Others offered their own conspiracy theories about the Chinese balloon on Friday, although not necessarily connected to the video of the alleged explosion in Billings.

Republican Representative James Comer of Kentucky speculated during a Fox News appearance earlier in the day that the balloon may have been launched "from Wuhan" and contain a "bioweapon," alluding to unsubstantiated theories that claim the virus that causes COVID-19 is an intentionally engineered bioweapon from China.

"My concern is that the federal government obviously doesn't know what's in that balloon," Comer said. "Is that bioweapons in that balloon? Did that balloon take off from Wuhan? You know, we don't know anything about that balloon."

On Twitter, evidence-free conspiracy theories claiming that the "next COVID" was being carried on the balloon were rampant.

"Chinese balloons full of the next COVID variant," @TrumpTajMaWall tweeted. "Just in time for the 2024 election lockdowns, and the printing of millions of fraudulent Democrat Mail in ballots."

"Allowing these 2 balloons is a test to permanently place 100's more.
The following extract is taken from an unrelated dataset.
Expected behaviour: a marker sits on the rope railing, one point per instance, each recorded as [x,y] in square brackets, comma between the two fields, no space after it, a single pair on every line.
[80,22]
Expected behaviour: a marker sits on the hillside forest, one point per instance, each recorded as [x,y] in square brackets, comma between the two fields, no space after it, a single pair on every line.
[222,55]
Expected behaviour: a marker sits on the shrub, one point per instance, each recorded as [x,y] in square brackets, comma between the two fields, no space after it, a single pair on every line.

No one is connecting the dots," tweeted Jerrod Sessler, former NASCAR driver and Republican candidate for Congress. "COVID came from a lab in China & just one of these balloons could haul enough bioweapon content to decimate North America. Yet, the feckless Mr. Illegitimate does nothing."

"I wonder what new variants of COVID are in that Spy Balloon," podcaster Graham Allen tweeted. "Hey @pfizer what do you think?"

"Just thinking out loud, but this second balloon makes me wonder if it would be good way to slow mist a new covid strain," tweeted former Paralympic athlete Derrick Helton.

"How do we know that the Chinese didn't have a deadly virus in those balloons?" Republican former congressional candidate Bill Engelbrecht tweeted. "This is very provoking. This is a start of WW III. We shot it down, let the winds spread it across America. Get yours guns and ammo ready."

China has claimed that the balloon is really a civilian research "airship" that is meant to gather weather data. U.S. officials have said that they are nearly certain the object is a high-altitude surveillance balloon intended to gather intelligence for China. A second similar balloon has also been spotted over Latin America.

The Pentagon on Friday said that the balloon was expected to remain in U.S. airspace for "a few days." It was on a trajectory to reach the skies of North Carolina on Saturday, where local police have urged residents to refrain from aiming their guns into the sky and attempting to shoot it down.

Newsweek has reached out to the Pentagon for comment.